Table 3 Compare and contrast the proposed MM structure with existing relevant design.

Conclusion

This scientific study introduced a polarization insensitive dual-band CRECGR metamaterial with outstanding absorptance that covers the 5G sub-6 GHz spectrum. The proposed circular geometry-based unique patch is devised on the low loss Rogers RT5880 substrate with a miniature size of 0.089λ × 0.089λ × 0.017λ. The proposed resonator demonstrates two resonances at 3.37 GHz and 5.8 GHz, which have negative permittivity, near-zero permeability, and a negative refractive index. The core circular geometric structure shifts the resonance frequency to a lower frequency, thus improving the EMR while covering the sub-6 GHz frequency spectrum used in 5G. The findings of the CST and ADS simulations are confirmed by the results of the prototyped experimental design. The surface current density, magnetic and electric field patterns are investigated to clarify the metamaterial characteristics. The developed metamaterial structure has been proven to be polarization insensitive up to 180° of incidence angle, which is unique among related metamaterials to date. Moreover, the compactness of the developed metamaterial structure is confirmed by its high EMR value of 11.13, which ensures its homogeneity features.
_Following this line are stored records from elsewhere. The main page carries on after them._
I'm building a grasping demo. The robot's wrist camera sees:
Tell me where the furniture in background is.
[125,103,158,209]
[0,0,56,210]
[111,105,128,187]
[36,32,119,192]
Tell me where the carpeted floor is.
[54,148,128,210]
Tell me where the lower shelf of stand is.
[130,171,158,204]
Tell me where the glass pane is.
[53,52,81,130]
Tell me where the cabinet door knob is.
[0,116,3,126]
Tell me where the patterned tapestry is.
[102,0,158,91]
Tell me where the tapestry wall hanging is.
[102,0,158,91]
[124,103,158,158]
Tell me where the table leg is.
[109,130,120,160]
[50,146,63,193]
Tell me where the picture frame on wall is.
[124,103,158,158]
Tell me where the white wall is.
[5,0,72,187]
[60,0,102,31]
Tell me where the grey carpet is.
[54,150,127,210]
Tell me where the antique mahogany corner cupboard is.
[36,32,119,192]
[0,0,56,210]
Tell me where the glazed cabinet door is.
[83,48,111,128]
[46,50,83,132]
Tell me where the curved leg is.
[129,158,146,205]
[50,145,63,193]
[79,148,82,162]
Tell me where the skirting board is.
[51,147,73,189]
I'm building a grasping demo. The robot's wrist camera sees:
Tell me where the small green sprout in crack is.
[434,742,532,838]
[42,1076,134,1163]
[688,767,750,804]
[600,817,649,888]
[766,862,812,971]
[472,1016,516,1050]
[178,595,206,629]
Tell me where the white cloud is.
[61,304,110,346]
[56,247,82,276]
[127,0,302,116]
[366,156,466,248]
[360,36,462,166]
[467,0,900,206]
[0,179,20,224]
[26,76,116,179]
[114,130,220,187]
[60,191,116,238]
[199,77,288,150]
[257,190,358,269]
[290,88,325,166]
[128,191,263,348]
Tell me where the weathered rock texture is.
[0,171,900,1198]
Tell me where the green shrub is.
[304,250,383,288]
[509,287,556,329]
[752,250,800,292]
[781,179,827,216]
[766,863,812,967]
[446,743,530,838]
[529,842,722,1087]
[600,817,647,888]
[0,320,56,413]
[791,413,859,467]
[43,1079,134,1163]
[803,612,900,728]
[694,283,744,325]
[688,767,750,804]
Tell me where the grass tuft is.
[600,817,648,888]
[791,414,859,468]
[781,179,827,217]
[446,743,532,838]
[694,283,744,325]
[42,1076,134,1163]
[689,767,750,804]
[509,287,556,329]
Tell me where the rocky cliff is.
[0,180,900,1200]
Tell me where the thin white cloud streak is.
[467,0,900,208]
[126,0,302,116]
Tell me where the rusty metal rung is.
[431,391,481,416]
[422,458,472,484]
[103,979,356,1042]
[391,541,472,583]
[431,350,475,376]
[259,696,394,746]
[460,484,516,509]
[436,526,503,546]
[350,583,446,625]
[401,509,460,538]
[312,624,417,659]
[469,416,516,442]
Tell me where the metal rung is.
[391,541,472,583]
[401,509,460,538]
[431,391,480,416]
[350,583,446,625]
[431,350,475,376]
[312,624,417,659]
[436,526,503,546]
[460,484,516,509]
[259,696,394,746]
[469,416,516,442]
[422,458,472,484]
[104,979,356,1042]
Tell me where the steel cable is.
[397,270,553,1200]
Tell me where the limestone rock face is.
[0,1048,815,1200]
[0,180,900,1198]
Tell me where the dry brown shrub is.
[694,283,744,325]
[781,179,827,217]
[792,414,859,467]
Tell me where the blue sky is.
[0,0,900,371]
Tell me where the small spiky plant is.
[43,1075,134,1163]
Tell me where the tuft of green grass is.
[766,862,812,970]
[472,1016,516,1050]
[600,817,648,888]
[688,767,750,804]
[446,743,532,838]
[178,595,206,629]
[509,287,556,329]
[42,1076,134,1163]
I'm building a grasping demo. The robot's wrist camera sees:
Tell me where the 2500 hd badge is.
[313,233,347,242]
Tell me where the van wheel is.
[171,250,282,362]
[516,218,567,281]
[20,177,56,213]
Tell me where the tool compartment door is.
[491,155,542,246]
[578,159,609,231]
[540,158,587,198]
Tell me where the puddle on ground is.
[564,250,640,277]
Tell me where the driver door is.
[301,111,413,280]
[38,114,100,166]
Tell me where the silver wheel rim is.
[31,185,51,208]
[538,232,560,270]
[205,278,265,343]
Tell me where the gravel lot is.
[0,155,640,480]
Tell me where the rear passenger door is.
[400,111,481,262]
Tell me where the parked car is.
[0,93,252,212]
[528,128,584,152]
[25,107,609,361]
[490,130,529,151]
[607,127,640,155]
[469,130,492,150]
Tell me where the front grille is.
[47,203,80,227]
The robust retrieval approach-based CST post-processing module has been used to explore the effective relative parameters, confirming the ENG properties. The absorption qualities of the unit cell with a full copper backplane were examined, revealing a maximum absorption of 99.9% with an excellent quality factor, confirming its potential application in 5G enabled devices for SAR reduction, energy harvesting, and sensing. In addition, the proposed absorber polarization insensitivity has been settled by angles of incidence up to 180°. Absorption in the TE and TM modes are found to be identical and insensitive to oblique angles up to 90°. The suggested unit cell sensing performance is investigated using a permittivity-based sensing model, and excellent sensing responses are observed for a variety of testing material dielectric constants. Thus, the proposed metamaterial structure might be a promising solution for sub-6 GHz applications in the 5G wireless communication.